Another new study, also from researchers at Nationwide Children’s Hospital, found that over a similar 20-year time period, about two out of every 10,000 babies and toddlers went to the ER every year for injuries related to bottles, pacifiers and sippy cups — mostly due to falls while kids were walking or running with those products.

That’s still lower than the number of young kids who suffer injuries related to cribs and household cleaning products, for example, according to researchers led by Sarah Keim.

But most parents are aware of the need to put poisonous cleaning products out of reach, for example.

BE “DILIGENT”

Susan Sadaskus of Powell, Ohio, said she read all the information on how to baby-proof her house, setting up gates and covering outlets.

But it was just before Thanksgiving 2010 that she learned firsthand about one risk no one had warned her about, Sadaskus said.

While her 15-month-old son, Max, was playing on the living room floor, she noticed a piece of plastic she didn’t recognize, and later found the stereo remote nearby, missing its battery casing.

“We’d never used the remote, so we weren’t sure if there was a battery in it,” said Sadaskus, who also said that until then, her son hadn’t been prone to put foreign things in his mouth.

So it wasn’t until dinner, when Max couldn’t keep down any food or milk, that she and her husband decided to take him to their local ER — “to err on the side of caution.”

It was at the ER that doctors found the remote battery lodged at the top of her son’s esophagus. Max was transferred via ambulance to Nationwide Children’s and rushed into surgery to remove the battery.

At that point, the battery had been in Max’s esophagus for a little over two hours, Sadaskus said. Surgeons weren’t sure if they got the battery out early enough to prevent damage — but a year and a half later, Max doesn’t suffer any complications.

“The issue with this remote was the battery compartment was not secure — there was not a screw on this battery compartment,” Sadaskus said.

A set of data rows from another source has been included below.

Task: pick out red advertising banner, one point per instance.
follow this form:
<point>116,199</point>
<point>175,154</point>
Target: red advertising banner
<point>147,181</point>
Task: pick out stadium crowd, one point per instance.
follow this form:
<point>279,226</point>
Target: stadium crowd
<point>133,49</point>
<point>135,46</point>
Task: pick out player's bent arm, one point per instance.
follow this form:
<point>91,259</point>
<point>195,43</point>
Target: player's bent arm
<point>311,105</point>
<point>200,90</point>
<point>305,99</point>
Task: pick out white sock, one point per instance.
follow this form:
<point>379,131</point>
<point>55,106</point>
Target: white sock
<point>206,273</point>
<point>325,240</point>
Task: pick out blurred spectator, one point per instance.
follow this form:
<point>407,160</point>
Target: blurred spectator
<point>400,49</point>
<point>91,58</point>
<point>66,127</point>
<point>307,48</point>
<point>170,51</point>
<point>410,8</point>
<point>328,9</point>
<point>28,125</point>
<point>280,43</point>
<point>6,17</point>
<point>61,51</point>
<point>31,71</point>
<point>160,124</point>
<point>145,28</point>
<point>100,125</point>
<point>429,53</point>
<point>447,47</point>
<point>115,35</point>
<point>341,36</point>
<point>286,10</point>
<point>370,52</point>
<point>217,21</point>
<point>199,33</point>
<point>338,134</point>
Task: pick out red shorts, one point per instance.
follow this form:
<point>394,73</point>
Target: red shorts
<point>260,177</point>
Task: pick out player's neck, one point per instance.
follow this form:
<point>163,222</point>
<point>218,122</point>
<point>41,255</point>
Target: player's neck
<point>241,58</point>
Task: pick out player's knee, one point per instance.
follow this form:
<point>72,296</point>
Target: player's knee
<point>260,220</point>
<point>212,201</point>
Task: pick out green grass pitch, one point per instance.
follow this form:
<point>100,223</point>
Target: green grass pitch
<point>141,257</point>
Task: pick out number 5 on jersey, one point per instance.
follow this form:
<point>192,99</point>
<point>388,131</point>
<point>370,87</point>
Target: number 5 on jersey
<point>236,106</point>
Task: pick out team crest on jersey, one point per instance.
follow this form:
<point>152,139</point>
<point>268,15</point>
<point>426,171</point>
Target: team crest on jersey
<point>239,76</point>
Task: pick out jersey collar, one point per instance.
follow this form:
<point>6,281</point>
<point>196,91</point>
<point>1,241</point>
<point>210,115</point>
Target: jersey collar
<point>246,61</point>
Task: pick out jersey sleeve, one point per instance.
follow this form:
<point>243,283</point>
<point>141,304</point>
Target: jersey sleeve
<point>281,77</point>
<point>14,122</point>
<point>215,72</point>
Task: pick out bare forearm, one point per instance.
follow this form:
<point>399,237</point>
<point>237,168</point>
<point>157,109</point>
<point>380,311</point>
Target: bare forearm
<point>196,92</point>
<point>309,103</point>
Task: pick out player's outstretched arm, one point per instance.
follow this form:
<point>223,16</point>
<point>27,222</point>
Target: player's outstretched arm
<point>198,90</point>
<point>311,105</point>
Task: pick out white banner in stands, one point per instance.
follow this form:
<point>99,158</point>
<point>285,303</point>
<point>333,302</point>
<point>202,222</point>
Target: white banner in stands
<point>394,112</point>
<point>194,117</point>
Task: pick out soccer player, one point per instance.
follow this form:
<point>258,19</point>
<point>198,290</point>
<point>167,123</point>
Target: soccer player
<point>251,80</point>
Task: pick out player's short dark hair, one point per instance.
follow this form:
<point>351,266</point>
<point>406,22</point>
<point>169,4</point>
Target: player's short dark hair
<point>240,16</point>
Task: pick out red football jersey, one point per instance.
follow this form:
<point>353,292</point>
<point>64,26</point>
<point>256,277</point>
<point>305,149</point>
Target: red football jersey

Since then, she and her husband have gotten rid of all remotes in the house, and throw away any singing greeting cards their son has gotten — which also contain button batteries and can be easily ripped open.

“We really are diligent in making sure those button batteries are not in our house, or if they are in our house, they’re secure.”

Experts agreed that parents should make sure all compartments on battery cases are screwed in, if possible, or that they’re securely taped shut.

And if parents are discarding a dead battery, it should be thrown out in a container, in the bottom of the trash where kids are unlikely to go fishing for it, Slamon said.

“The real way to prevent these (emergencies) is to prevent the event from happening in the first place,” Smith said.

But, he added, “If (parents) suspect something, they need to get to the hospital and get an X-ray done immediately.”